ClinicalGPT: Large Language Models Finetuned with Diverse Medical Data and Comprehensive Evaluation

Guangyu Wang,Guoxing Yang,Zongxin Du,Longjun Fan,Xiaohu Li
2023-06-17
Abstract:Large language models have exhibited exceptional performance on various Natural Language Processing (NLP) tasks, leveraging techniques such as the pre-training, and instruction fine-tuning. Despite these advances, their effectiveness in medical applications is limited, due to challenges such as factual inaccuracies, reasoning abilities, and lack grounding in real-world experience. In this study, we present ClinicalGPT, a language model explicitly designed and optimized for clinical scenarios. By incorporating extensive and diverse real-world data, such as medical records, domain-specific knowledge, and multi-round dialogue consultations in the training process, ClinicalGPT is better prepared to handle multiple clinical task. Furthermore, we introduce a comprehensive evaluation framework that includes medical knowledge question-answering, medical exams, patient consultations, and diagnostic analysis of medical records. Our results demonstrate that ClinicalGPT significantly outperforms other models in these tasks, highlighting the effectiveness of our approach in adapting large language models to the critical domain of healthcare.
Computation and Language
What problem does this paper attempt to address?

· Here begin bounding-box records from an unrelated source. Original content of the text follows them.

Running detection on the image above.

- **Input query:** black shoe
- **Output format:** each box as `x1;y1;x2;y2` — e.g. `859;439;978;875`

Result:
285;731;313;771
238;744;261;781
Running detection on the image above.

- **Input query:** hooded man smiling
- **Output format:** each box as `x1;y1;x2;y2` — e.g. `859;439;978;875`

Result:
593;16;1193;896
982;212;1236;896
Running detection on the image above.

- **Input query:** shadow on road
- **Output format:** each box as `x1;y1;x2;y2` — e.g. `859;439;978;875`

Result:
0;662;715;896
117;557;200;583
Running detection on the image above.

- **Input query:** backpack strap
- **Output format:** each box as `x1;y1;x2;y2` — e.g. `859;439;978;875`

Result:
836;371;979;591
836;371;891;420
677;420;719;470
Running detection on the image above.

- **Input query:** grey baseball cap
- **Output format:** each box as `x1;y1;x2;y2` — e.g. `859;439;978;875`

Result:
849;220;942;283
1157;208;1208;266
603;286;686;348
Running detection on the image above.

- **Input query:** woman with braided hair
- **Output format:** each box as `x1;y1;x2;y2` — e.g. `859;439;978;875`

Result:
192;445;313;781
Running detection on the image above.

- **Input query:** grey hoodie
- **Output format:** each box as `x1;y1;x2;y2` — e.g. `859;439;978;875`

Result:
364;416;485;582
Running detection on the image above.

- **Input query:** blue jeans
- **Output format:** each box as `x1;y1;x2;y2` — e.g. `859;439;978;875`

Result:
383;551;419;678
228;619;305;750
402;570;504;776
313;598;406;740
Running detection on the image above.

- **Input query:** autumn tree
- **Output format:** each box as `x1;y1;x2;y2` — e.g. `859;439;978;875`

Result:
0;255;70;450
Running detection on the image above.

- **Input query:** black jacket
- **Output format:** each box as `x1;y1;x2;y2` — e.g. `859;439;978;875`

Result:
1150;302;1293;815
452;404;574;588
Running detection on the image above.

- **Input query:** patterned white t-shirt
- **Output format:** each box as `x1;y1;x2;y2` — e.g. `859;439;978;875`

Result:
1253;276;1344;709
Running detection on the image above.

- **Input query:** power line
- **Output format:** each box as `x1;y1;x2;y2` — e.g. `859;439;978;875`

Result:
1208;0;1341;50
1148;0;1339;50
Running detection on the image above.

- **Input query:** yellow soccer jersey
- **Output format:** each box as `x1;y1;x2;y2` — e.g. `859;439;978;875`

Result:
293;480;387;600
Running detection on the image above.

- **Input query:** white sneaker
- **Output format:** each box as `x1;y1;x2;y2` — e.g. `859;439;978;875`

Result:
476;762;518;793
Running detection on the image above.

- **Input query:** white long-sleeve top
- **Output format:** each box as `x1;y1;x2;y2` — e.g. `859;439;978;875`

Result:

The problem that this paper attempts to solve is the challenges faced in using large - language models (LLMs) in medical applications. Although existing large - language models perform well in natural - language - processing tasks, their applications in the medical field are restricted by the following: 1. **Factual accuracy**: Existing large - language models may produce factual errors, which are unacceptable in medical scenarios. 2. **Reasoning ability**: These models perform poorly when handling complex medical - reasoning tasks. 3. **Lack of real - world experience**: Due to the lack of training with real - world medical data, these models often give general answers and lack specific medical insights. To overcome these challenges, the authors propose **ClinicalGPT**, a large - language model specifically designed and optimized for clinical scenarios. By introducing a large amount of real - world medical data (such as electronic medical records, domain - specific knowledge, and multi - round - dialogue consultations), ClinicalGPT can better handle various clinical tasks. In addition, the authors have established a comprehensive evaluation framework, including tasks such as medical - knowledge Q&A, medical examinations, patient consultations, and medical - record analysis, to verify the performance of ClinicalGPT. Specifically, the main contributions of this paper include: - **Dataset construction**: Utilize diverse medical datasets, including cMedQA2, cMedQA - KG, MD - EHR, MEDQA - MCMLE, and MedDialog, etc., to train and evaluate the model. - **Fine - tuning method**: Adopt a method that combines supervised fine - tuning (SFT) and reinforcement learning (RL) to improve the performance of the model. - **Evaluation framework**: Design a set of comprehensive evaluation indicators covering multiple medical - application scenarios to ensure the practicality and reliability of the model. Through these methods, ClinicalGPT significantly outperforms other existing large - language models in multiple medical tasks, demonstrating its potential and advantages in the medical field.